Bolognesi porterà avanti anche la richiesta dei familiari delle vittime di non interrompere nel 40esimo anniversario della strage il tradizionale corteo per le vie della città con manifestazione in piazzale Medaglie d’Oro: “Per quanto riguarda la solita manifestazione del 2 agosto, noi come associazione riteniamo che si possa tranquillamente fare, nonostante il Covid, con i distanziamenti e le mascherine, in modo che non ci siano problemi di contagi”.
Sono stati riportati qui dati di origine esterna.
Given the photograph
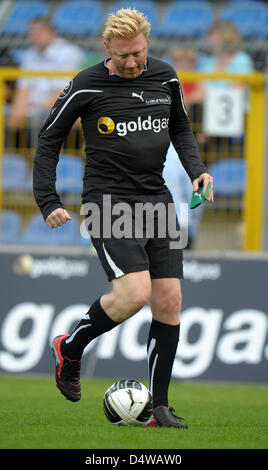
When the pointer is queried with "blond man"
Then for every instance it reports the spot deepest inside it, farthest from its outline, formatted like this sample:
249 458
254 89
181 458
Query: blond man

Nell’intervista, in uscita il 9 luglio, Bolognesi ripercorre i fili che connettono la strage a tutti i casi che coinvolgono i Nar, la P2 e i servizi segreti e smentisce le piste sui presunti misteri (“I misteri sono solo religiosi, in queste storie si chiamano segreti”) che ogni qualvolta “ci si avvicina alla verità vengono tirate fuori, da quella palestinese in poi fino alla cosiddetta pista sarda”, quando invece è chiaro che “gli ideatori sono uomini della P2 e dei servizi segreti deviati e gli esecutori sono neofascisti: il quadro oramai è abbastanza chiaro e la nuova inchiesta della procura generale potrebbe riservare tante novità, siamo fiduciosi che si arrivi a dire chi organizzò, in nome del ‘Piano di rinascita democratica’ di Licio Gelli, una strage che doveva favorire la svolta autoritaria nel Paese”.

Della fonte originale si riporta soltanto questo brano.